La législation française mise à jour 

En France, la taxe bois­sons sucrées vient depuis plusieurs années réguler le com­merce de bois­sons con­tenant des sucres ajoutés. Cette lég­is­la­tion vise à réduire la con­som­ma­tion de bois­sons sus­cep­ti­bles d’être néfastes pour la san­té comme les sodas, bois­sons éner­gisantes et jus de fruits sucrés. Le sucre util­isé dans l’industrie (la sac­cha­rose ou “sucre de table”), provient notam­ment de la bet­ter­ave ou de la canne à sucre, con­traire­ment au fruc­tose, naturelle­ment présent dans le miel, les légumes ou les fruits.

Cette taxe s’applique pour les bois­sons ven­dues au détail aux par­ti­c­uliers en France. Les marchan­dis­es exportées hors de la métro­pole ne sont pas con­cernées. Les laits infan­tiles et bois­sons à base de soja ne sont pas non plus éli­gi­bles à cette lég­is­la­tion.

Pour 2022, les tar­ifs ont été réac­tu­al­isés par Bercy. Ain­si, l’article 1613 ter du Code général des impôts réé­val­ue la taxe 3,12 euros par hec­tolitre au 1er jan­vi­er 2022 (con­tre 3,11€ en 2021 et 3,08€ en 2020). Les bois­sons non alcooliques con­tenant des édul­co­rants de syn­thèse sont égale­ment con­cernées par la mise à jour de la loi (Art.1613 quater, II‑2° du CGI).

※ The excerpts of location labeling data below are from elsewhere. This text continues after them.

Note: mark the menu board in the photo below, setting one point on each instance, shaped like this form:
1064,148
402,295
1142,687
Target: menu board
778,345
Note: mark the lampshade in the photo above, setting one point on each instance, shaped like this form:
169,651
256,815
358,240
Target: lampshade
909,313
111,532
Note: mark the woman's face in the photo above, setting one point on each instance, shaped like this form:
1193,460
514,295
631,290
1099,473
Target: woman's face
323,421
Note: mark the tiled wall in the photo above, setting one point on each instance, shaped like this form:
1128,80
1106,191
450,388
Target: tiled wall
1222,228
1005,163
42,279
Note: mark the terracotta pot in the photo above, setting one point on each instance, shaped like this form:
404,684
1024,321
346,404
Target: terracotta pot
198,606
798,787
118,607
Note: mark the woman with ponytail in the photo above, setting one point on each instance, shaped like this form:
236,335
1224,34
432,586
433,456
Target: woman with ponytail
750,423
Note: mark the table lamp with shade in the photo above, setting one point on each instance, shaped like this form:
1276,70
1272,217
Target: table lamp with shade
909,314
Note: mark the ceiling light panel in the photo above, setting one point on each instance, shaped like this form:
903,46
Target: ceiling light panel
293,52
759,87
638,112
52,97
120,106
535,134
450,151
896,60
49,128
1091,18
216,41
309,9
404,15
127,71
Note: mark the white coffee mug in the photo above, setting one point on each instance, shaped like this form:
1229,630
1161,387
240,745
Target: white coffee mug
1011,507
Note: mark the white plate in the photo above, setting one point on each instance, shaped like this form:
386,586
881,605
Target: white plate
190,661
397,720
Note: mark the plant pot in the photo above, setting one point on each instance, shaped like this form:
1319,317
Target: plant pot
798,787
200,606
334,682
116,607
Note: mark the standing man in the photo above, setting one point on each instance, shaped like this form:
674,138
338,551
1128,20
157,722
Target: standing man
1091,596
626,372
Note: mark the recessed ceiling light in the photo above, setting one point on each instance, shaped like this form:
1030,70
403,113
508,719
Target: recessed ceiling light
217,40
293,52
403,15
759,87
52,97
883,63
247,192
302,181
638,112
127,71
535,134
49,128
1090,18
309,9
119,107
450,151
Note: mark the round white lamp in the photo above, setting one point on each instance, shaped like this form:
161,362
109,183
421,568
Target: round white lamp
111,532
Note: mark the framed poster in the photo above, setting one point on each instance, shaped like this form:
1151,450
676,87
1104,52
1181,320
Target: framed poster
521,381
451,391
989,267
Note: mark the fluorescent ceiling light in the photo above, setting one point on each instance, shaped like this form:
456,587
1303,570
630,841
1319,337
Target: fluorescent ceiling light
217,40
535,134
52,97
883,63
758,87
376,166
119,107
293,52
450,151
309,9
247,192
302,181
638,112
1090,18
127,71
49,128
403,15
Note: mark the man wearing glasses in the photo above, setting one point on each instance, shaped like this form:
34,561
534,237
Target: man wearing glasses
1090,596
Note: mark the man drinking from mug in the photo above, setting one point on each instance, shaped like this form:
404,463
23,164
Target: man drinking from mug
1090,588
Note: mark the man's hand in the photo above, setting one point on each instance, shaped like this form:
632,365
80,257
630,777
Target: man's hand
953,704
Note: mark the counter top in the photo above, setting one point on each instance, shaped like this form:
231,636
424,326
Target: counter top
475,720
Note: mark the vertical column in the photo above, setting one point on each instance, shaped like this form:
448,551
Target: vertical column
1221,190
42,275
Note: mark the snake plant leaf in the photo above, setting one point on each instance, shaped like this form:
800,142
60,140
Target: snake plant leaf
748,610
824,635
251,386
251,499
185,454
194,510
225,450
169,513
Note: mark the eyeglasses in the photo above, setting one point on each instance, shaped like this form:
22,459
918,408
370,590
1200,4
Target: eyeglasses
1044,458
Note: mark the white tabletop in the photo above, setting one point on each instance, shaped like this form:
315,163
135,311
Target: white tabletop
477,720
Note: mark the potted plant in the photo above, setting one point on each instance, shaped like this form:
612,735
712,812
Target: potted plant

Une taxe qui s’inscrit dans un plan national de nutrition

La taxe bois­sons sucrées s’inscrit dans le Pro­gramme nation­al nutri­tion san­té (PNNS) lancé en jan­vi­er 2001. Cette ini­tia­tive française a pour objec­tif général “l’amélioration de l’état de san­té de l’ensemble de la pop­u­la­tion en agis­sant sur l’un de ses déter­mi­nants majeurs : la nutri­tion”. Le pro­gramme a été pro­longé en 2006 puis en 2011.

Au niveau mon­di­al, la taxe soda ou “sug­ar tax” a été implé­men­tée dans de nom­breux pays d’Europe et du monde depuis 2012, et dans cer­taines villes des Etats-Unis, dans le but affiché de lut­ter con­tre les mal­adies liées à une con­som­ma­tion trop élevée de sucres ajoutés dans l’alimentation.

Lutter en priorité contre certaines pathologies 

Le pro­jet de la taxe bois­sons sucrées avait été lancé par l’OMS après un rap­port pub­lié en 2016 con­cer­nant les poli­tiques d’incitation fis­cale en matière d’alimentation et de préven­tion des mal­adies non trans­mis­si­bles.  Le recours à des mesures fis­cales visait à ralen­tir la pro­gres­sion de mal­adies comme le dia­bète, l’obésité, mais aus­si des mal­adies car­dio­vas­cu­laires. La con­som­ma­tion de sucre favoris­erait aus­si l’apparition de cer­tains can­cers, selon une étude 2019 pub­liée dans le BMJ (British Med­ical Jour­nal) et citée par l’Inserm.

Par ailleurs, les pou­voirs publics ont implé­men­té une mesure sup­plé­men­taire en 2017 : il est inter­dit aux restau­rants en France de pro­pos­er des bois­sons sucrées gra­tu­ites ou à volon­té selon un prix for­faitaire.

Les mal­adies les plus répan­dues causées par une con­som­ma­tion abu­sive de sucre restent l’obésité, le dia­bète, et les caries et autres prob­lèmes den­taires.

En France en 2020, le dia­bète touche plus de 3,5 mil­lions de per­son­nes (traitées par médica­ment), soit 5,3 % de la pop­u­la­tion.

La baisse de la consommation de boissons sucrées, tendance générale en France 

A titre indi­catif, une canette de coca-cola con­tient 33 grammes de sucre, (27 grammes pour un verre de 250ml). Les jeunes généra­tions sont davan­tage sen­si­bil­isées aux dan­gers de l’obésité que leurs aînés. L’essor des eaux aro­ma­tisées ou gazéi­fiées a égale­ment con­tribué à une chute des ventes notam­ment aux Etats-Unis et en France. Les chiffres dépen­dent cela dit des caté­gories socio­pro­fes­sion­nelles con­sid­érées.